The Economic Programme Oversight Committee (EPOC) says it fully supports the Government’s decision to fully reopen the economy and put the country back on track in order to recover from the loss in earnings due to the COVID-19 outbreak.
Speaking at a virtual press conference yesterday, EPOC Chairman Keith Duncan pointed out that the country cannot sustain the 12 to 14 per cent contraction quarter over quarter which the Planning Institute of Jamaica (PIOJ) has projected for the April to June quarter of this year.
“We have to contain the spread of the virus while increasing economic activity, but it should be done in a safe, structured, and controlled manner,” he said, noting at the same time that the country was never in full shutdown mode, as certain industries, such as manufacturing, construction, and wholesale distribution, remained operational throughout the crisis.
Just over a week ago Prime Minister Andrew Holness announced that Jamaica’s borders, which were closed to all incoming travellers on March 24 following the COVID-19 outbreak here, will be reopened to international travellers on June 15.
Holness said the reopening will require arriving travellers to undergo mandatory screening at the airports, where a determination will be made if they should be tested.
Local tourism analysts have said that the sector — which provides a living for approximately 300,000 people directly and indirectly, and which contributed approximately US$3.7 billion to the economy from 4.3 million arrivals last year — has been losing approximately US$15 million daily since the COVID-19 outbreak in March.
Yesterday, Duncan said: “EPOC welcomes the decision to commence the phased opening of the borders and the tourism sector. The fallout from the closure of the borders and the tourism sector has had a significant impact, and we see that in the projections by PIOJ. It has also had a significant impact on the workers who are employed in the industry, and all these areas that are connected to tourism — manufacturing, agriculture, restaurants, craft vendors, everyone is affected,” he outlined, pointing to the 32 per cent decline which has been projected for imports, another major area of tourism contribution.
Duncan stressed that about 40 per cent of other sectors, such as agriculture, have been impacted by this fallout.
“So we have to really move forward and open the sector in a very controlled manner,” he stated, noting that it is also expected that restaurants and places of entertainment will be allowed to reopen shortly, with the proper safety protocols.
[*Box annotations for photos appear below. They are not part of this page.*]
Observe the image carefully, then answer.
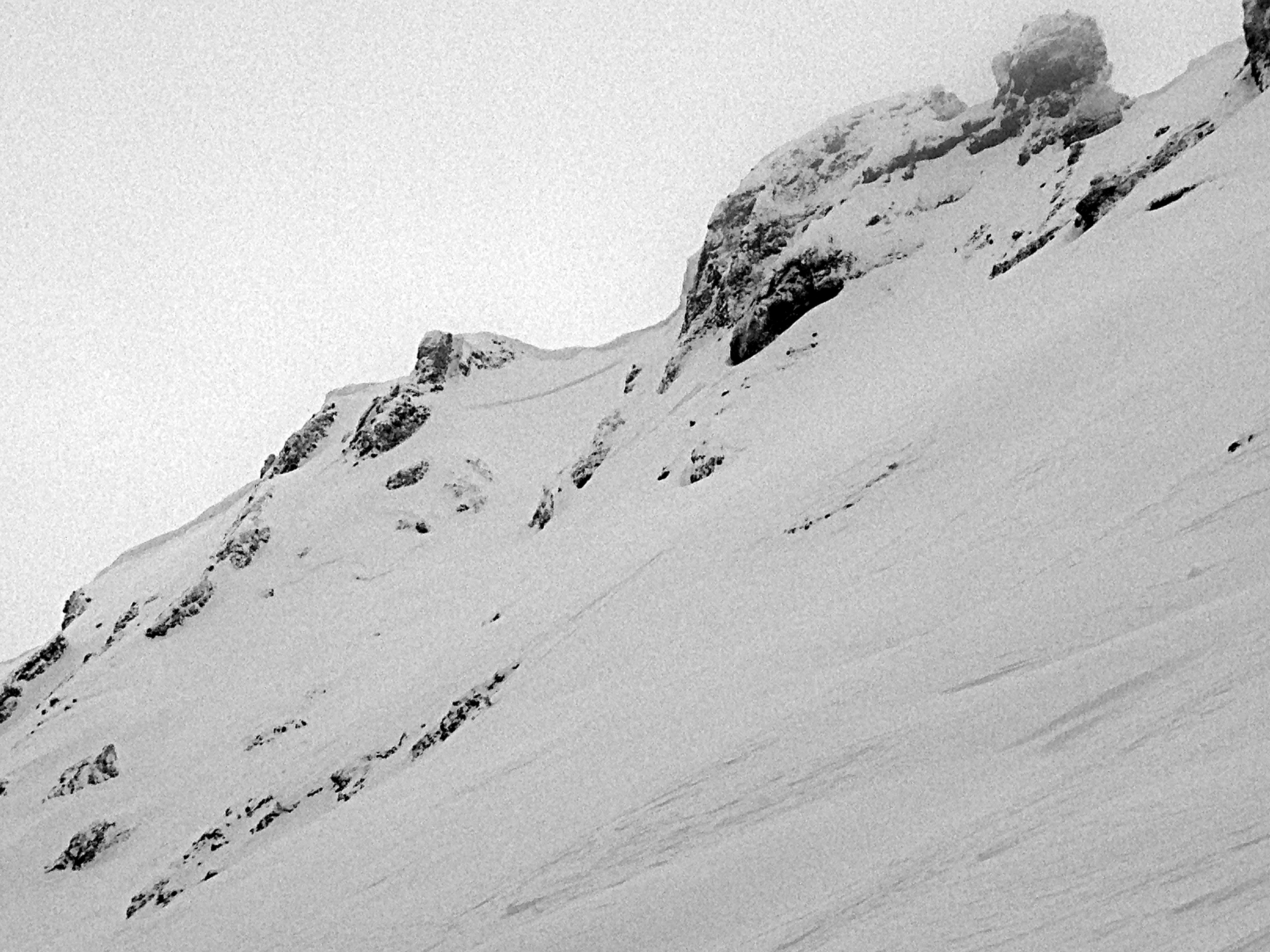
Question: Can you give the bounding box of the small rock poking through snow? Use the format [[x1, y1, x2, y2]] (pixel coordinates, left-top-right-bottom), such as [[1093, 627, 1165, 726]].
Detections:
[[46, 820, 128, 872], [46, 744, 119, 800]]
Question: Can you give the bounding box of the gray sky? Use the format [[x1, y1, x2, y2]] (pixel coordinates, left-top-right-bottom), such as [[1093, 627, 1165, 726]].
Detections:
[[0, 0, 1241, 659]]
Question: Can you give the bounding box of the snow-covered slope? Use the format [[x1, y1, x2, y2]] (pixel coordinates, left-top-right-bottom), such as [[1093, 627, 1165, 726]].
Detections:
[[7, 18, 1270, 952]]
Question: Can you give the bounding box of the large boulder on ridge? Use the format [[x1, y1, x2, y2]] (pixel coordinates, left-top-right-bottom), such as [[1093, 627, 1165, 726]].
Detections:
[[992, 10, 1111, 103]]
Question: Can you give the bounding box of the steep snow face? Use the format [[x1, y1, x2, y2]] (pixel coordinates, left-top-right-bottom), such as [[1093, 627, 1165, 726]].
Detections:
[[7, 22, 1270, 952], [659, 13, 1128, 383]]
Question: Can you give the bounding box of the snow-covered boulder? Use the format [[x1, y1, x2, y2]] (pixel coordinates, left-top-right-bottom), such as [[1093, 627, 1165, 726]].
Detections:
[[384, 460, 428, 490], [992, 10, 1111, 103], [658, 86, 972, 392], [1243, 0, 1270, 89], [658, 13, 1128, 383]]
“EPOC does accept that there are risks to opening the borders but appreciates that it is an imperative to begin to prepare ourselves for the new normal in [the] tourism, travel and aviation industries, so we must prepare ourselves as a country,” he said, arguing that the public health system now has the knowledge and experience to deal with any anticipated increase in the number of COVID-19 cases as a result of the opening up.
“We are moving from a place of total shutdown when a cluster develops, to a place where we can intervene in a cluster… they have the capacity, technology, the knowledge of the virus, and the manpower which have now given us a high degree of confidence in managing the increased risk that we face in opening our borders and our economy,” Duncan asserted.
Meanwhile, he gave the assurance that EPOC will be keeping a close watch on Government’s adherence to the fiscal policy rules, in light of the revised timeline to achieve a debt-to-gross domestic product (GDP) ratio of 60 per cent.
“Jamaica is not alone in making these extensions, but what we can be comfortable with is that we will be holding the Government accountable to hitting that 60 per cent in 2027/28 and the trajectory that takes us there,” Duncan said.
The target was moved from 2025/2026 to 2027/28 following amendments to the Financial Administration and Audit Act and suspension of the fiscal policy rules to reflect same.
This is as a result of the disruption to economic activity from COVID-19, with GDP projected to contract by 5.1 per cent for the 2020/21 fiscal year, which the finance ministry and the Government’s chief planners explain has adversely impacted the fiscal accounts.